Hello and thank you for reading my article,
As stated I am a CIA grad and have cooked for many years. One of my biggest passions besides cooking itself is teaching people how to cook. Besides teaching my cooks at work I also love to help out a wider base of people. So I created a website and am starting to write articles. I hope to benefit everyone from the person who wants to impress there friends at the next Dinner party, to the beginner chef looking to expand there knowledge.
I think where I should start with French sauces is the beginning, the base of 75%% of all French Sauces. That Base I am speaking of is Stock but not just any stock VEAL stock. Making stock is pretty simple and easy to do especially if your only going to be making small quantities. You would only need about 5-10# which will make roughly 2 gallons of veal stock. And about 1/2 gallon of final sauce which the stock and the sauce will both keep in the freezer well.
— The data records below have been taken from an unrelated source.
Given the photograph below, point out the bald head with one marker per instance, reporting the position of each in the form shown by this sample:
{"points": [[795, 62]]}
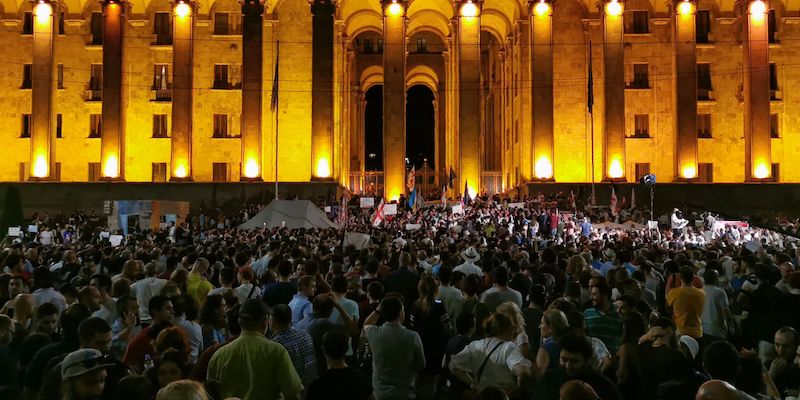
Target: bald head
{"points": [[720, 390]]}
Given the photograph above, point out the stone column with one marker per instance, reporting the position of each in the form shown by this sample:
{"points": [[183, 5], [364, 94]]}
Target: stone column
{"points": [[541, 21], [252, 89], [469, 105], [322, 89], [685, 67], [758, 156], [394, 98], [614, 92], [43, 117], [112, 141], [182, 85]]}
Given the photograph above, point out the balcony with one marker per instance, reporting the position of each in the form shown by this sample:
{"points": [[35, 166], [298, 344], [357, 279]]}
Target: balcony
{"points": [[162, 95], [93, 95]]}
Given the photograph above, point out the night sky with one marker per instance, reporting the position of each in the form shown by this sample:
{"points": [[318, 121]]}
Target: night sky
{"points": [[419, 127]]}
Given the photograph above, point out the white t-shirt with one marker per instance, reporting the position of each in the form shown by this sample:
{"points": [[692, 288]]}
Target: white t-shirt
{"points": [[498, 370]]}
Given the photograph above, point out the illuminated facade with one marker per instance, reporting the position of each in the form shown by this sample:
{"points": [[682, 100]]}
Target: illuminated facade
{"points": [[693, 91]]}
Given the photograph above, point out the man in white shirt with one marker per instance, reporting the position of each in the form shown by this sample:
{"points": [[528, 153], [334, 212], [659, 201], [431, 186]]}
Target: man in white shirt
{"points": [[145, 289], [470, 256]]}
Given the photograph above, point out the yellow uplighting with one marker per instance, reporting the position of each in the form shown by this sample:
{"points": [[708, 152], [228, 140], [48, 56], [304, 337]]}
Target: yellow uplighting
{"points": [[761, 171], [469, 10], [251, 169], [758, 8], [111, 167], [323, 169], [615, 170], [542, 9], [395, 9], [181, 171], [614, 8], [685, 8], [43, 12], [41, 166], [543, 168], [183, 10], [689, 171]]}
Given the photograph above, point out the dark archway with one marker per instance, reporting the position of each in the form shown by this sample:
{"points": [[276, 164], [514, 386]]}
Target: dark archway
{"points": [[373, 129], [420, 127]]}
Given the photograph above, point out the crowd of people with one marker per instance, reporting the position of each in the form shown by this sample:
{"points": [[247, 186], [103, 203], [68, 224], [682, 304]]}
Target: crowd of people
{"points": [[537, 300]]}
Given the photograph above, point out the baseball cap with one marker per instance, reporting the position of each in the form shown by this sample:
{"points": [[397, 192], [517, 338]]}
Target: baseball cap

Start by rinsing your bones off very well, then put in a pot of cold water and bring to a boil. When it comes to a boil stir the bones all around and disrupt them slightly to let the scum and bad stuff float to the top and skim it off constantly. Drain the pot and fill it with cold water put on the burner but don't turn it on, rinse the bones again with cold water and pat dry well. Coat the bones in oil and put on a roasting rack, place in a 375 oven. Roast till dark brown but don't burn or it will make the stock bitter. After roasted drain off the oil from them and add the bones to the water and turn on the flame, bring to a boil then simmer. Meanwhile drain the oil from the roasting pan and add 1 large Onion, 1 peeled carrot, and a stalk of celery all rough chopped. Turn the flame on low at first and add a little oil, scrape the bottom of the pan.
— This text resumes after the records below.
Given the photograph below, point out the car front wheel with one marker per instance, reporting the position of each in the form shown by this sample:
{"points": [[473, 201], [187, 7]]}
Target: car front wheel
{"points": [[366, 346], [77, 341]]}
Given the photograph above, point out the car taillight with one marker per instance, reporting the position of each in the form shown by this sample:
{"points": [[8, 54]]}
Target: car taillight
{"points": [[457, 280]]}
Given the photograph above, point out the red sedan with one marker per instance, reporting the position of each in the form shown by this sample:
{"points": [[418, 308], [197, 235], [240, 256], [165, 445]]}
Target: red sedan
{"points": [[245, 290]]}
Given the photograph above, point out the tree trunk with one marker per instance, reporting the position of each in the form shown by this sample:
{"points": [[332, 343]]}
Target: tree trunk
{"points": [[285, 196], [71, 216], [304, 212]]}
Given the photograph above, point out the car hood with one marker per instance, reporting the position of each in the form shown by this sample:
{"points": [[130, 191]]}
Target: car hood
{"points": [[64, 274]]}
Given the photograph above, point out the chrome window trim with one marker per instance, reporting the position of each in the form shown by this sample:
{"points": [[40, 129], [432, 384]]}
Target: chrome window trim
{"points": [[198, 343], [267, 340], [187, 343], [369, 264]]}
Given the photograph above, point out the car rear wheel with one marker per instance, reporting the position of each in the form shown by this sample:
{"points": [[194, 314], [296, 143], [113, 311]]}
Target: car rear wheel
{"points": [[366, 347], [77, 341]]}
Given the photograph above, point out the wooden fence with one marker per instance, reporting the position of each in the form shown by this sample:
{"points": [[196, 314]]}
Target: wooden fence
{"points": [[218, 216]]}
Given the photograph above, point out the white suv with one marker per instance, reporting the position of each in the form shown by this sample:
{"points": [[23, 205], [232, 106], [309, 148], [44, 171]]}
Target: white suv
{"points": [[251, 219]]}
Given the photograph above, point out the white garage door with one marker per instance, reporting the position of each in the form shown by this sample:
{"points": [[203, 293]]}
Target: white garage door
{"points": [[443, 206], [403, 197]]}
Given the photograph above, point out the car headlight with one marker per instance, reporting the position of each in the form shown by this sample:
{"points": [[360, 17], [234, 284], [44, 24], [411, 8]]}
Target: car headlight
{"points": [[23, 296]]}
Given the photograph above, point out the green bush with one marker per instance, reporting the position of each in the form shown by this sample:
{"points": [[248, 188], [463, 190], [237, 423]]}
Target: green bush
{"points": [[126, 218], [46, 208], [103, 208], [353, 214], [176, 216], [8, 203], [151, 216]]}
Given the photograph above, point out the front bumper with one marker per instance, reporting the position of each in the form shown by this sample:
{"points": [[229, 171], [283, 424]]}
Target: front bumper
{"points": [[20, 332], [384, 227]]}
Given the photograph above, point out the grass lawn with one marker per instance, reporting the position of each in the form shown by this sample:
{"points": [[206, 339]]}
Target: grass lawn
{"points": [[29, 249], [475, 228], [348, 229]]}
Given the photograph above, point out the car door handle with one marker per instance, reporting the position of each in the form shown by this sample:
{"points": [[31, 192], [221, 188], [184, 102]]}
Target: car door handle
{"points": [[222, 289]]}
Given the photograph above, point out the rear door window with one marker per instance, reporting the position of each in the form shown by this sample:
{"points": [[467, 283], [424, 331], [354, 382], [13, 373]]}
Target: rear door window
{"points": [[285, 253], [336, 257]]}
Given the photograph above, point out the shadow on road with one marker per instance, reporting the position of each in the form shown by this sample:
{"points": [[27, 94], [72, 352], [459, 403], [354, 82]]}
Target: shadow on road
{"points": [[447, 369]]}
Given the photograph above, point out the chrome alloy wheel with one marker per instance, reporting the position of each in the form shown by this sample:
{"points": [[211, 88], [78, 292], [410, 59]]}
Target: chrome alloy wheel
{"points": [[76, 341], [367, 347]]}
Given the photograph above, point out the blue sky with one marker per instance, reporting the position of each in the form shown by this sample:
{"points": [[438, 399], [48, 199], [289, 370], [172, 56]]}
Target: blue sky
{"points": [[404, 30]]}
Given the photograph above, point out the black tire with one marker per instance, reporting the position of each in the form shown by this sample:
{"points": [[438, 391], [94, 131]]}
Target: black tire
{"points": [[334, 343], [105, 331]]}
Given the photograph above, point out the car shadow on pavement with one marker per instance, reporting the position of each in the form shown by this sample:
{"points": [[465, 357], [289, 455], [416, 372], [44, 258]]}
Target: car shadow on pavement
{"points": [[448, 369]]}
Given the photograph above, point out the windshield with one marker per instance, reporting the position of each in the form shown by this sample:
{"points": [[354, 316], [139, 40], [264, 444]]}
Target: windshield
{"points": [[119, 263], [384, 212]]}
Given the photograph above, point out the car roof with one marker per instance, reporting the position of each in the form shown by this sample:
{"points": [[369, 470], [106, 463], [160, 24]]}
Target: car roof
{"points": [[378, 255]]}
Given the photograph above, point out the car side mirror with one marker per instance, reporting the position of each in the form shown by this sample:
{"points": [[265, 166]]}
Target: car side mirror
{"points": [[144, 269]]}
This method is called De-glazing and although I'm sure you have heard of it with just liquids using vegetables creates a natural juice from them that deglazes the pan of the fond(goody brown bits on the bottom of the pan that makes gravy). Cook the vegetables until golden brown and then add 3 tablespoons of tomato paste. Continue cooking mixing the tomato paste in and cook for an additional 5-10 minutes stirring constantly do not let burn. Add water to the pan, just enough to make sure its not going to burn,and add everything to the pot with the bones. Simmer this for 16-20 hours(A crock pot is perfect for this).
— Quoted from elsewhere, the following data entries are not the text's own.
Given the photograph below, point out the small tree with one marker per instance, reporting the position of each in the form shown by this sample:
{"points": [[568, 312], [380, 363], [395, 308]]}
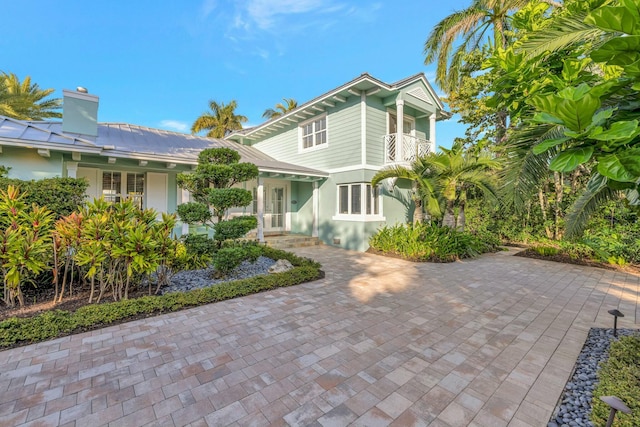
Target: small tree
{"points": [[212, 187]]}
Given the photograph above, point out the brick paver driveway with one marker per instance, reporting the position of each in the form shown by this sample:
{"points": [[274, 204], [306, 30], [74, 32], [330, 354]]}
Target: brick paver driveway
{"points": [[379, 341]]}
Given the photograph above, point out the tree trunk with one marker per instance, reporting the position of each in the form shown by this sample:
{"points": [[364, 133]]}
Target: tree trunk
{"points": [[543, 207], [449, 219], [558, 183]]}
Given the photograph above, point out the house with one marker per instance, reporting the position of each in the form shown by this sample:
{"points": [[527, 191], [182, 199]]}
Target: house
{"points": [[315, 162], [349, 133]]}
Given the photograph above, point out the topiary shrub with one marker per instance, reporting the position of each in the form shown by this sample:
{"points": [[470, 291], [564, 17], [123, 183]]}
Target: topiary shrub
{"points": [[619, 376]]}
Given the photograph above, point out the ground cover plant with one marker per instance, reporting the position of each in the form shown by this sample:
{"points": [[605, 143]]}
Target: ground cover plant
{"points": [[428, 242], [619, 376], [54, 323]]}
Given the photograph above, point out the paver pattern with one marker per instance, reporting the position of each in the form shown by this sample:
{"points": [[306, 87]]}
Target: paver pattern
{"points": [[379, 341]]}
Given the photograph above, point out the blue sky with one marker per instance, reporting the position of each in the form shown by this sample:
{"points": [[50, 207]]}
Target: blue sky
{"points": [[157, 63]]}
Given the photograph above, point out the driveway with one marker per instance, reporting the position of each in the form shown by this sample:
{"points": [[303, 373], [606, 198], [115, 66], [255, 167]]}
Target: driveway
{"points": [[378, 341]]}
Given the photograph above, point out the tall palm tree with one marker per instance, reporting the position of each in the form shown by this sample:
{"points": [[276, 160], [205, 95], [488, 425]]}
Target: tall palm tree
{"points": [[25, 100], [470, 26], [220, 121], [280, 109]]}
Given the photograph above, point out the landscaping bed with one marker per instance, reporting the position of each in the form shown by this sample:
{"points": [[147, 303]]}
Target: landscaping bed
{"points": [[42, 321]]}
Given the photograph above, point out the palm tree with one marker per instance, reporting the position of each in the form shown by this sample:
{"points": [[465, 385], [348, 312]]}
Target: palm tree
{"points": [[470, 26], [455, 173], [422, 186], [280, 109], [25, 100], [220, 121], [444, 178]]}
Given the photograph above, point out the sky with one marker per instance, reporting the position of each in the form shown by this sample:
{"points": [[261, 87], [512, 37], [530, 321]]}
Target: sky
{"points": [[158, 63]]}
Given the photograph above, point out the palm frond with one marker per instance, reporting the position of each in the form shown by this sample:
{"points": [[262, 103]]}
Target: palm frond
{"points": [[562, 34], [588, 203]]}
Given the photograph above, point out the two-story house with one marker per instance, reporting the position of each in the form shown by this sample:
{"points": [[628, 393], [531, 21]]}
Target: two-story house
{"points": [[350, 133], [316, 162]]}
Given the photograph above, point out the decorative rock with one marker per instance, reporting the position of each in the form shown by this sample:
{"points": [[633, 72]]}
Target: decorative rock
{"points": [[280, 266]]}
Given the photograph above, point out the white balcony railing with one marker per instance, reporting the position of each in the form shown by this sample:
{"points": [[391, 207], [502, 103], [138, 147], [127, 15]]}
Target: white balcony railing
{"points": [[411, 148]]}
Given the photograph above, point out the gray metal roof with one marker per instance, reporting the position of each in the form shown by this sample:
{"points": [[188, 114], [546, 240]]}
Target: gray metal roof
{"points": [[137, 142]]}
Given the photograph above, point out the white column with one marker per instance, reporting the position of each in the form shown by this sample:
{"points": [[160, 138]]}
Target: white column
{"points": [[316, 208], [260, 195], [184, 198], [400, 130], [432, 132], [72, 169]]}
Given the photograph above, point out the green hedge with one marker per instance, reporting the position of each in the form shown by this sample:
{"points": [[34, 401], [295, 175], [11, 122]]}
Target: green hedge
{"points": [[52, 324], [60, 195], [619, 376]]}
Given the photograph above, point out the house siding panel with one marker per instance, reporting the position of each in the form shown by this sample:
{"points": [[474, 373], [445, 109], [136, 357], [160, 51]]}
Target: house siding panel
{"points": [[376, 129], [343, 136]]}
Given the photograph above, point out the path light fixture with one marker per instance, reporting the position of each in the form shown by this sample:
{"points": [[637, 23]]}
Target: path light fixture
{"points": [[616, 405], [615, 313]]}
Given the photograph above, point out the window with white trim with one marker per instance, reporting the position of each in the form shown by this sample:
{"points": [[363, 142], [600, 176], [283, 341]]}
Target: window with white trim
{"points": [[358, 199], [314, 133], [118, 185]]}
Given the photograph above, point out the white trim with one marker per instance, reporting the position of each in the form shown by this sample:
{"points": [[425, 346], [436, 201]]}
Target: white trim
{"points": [[355, 167], [358, 218], [363, 128], [315, 147]]}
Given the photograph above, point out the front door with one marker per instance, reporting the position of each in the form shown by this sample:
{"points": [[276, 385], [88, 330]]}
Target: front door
{"points": [[275, 207]]}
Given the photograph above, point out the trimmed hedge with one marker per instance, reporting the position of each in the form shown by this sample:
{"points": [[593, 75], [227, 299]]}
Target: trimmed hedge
{"points": [[52, 324], [619, 376]]}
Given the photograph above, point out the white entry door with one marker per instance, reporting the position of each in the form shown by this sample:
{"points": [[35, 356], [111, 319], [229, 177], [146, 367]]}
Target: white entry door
{"points": [[275, 202]]}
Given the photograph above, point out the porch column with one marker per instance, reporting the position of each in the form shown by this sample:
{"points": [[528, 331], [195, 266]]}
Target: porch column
{"points": [[400, 130], [184, 198], [72, 169], [432, 132], [316, 205], [260, 195]]}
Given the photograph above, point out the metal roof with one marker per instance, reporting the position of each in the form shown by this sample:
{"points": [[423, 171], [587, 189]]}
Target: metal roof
{"points": [[363, 83], [136, 142]]}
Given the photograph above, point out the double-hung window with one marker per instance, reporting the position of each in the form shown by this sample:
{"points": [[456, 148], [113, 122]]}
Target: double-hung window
{"points": [[358, 201], [314, 133]]}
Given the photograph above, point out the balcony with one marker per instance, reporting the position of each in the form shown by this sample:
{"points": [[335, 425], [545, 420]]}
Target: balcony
{"points": [[410, 149]]}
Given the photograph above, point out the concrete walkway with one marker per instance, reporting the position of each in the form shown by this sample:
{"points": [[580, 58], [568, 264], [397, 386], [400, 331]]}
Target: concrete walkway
{"points": [[379, 341]]}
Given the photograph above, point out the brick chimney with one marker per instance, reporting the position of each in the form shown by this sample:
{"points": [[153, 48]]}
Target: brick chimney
{"points": [[80, 112]]}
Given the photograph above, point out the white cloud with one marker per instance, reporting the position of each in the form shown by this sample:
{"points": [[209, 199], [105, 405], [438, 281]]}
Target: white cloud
{"points": [[175, 125], [265, 12]]}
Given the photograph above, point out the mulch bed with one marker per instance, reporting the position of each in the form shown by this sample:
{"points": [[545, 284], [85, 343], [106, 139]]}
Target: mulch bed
{"points": [[530, 253]]}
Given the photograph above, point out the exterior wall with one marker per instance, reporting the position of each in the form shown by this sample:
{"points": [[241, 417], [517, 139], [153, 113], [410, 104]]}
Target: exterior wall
{"points": [[343, 140], [27, 164], [376, 129]]}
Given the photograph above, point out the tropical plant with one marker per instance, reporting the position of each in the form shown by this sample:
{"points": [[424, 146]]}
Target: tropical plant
{"points": [[24, 243], [25, 100], [213, 187], [445, 178], [470, 26], [220, 121], [280, 108]]}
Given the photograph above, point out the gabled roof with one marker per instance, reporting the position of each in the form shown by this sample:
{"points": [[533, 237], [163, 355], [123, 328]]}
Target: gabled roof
{"points": [[365, 83], [123, 140]]}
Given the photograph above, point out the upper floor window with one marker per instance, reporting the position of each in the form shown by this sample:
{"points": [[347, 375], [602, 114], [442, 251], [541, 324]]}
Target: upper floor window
{"points": [[314, 133]]}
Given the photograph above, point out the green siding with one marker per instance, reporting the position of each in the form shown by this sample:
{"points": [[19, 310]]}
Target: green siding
{"points": [[27, 164], [343, 140], [376, 129]]}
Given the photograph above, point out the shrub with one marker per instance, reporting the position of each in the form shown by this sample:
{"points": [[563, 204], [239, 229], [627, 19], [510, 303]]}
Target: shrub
{"points": [[53, 324], [426, 242], [228, 258], [619, 376], [60, 195]]}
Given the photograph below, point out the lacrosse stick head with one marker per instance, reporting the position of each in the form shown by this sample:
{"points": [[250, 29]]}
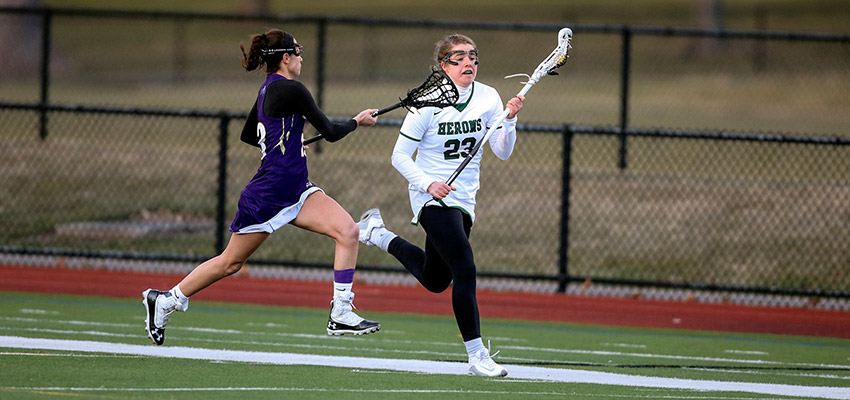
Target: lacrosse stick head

Now you have your beautiful strained Veal stock, take half of it and hold aside. Other half reduce by half in a clean pot. Combine 1 cup butter and 1 cup flour in a pot and cook on medium stirring until often until the mixture becomes the color of peanut butter(dark brown but not black). Add a small amount of the veal stock held aside and stir together with the flour-butter mixture(Roux). Add the rest of the held aside veal stock. Add 2 # roasted bones and the same vegetables as before but raw. Add sprigs of thyme and parsley and 10 cloves of garlic. Reduce this by half. You have now made Espagnole sauce 1 of the 5 mother sauces in classic French Sauce making. Combine the strained Espagnole sauce and the reduced Veal stock you now have Demi-Glace. All the hard work will be worth it in the end!
With Demi-Glace you can make 100's of sauces such as-
Blueberry Demi, Sour-Cherry demi, Red Wine Sauce, Sauce Charcuterie, Fines Herbes Sauce, and the list goes on and on. Also with a little more reduction some salt, some chopped thyme and finished with a heaping spoonful of butter stirred into the sauce.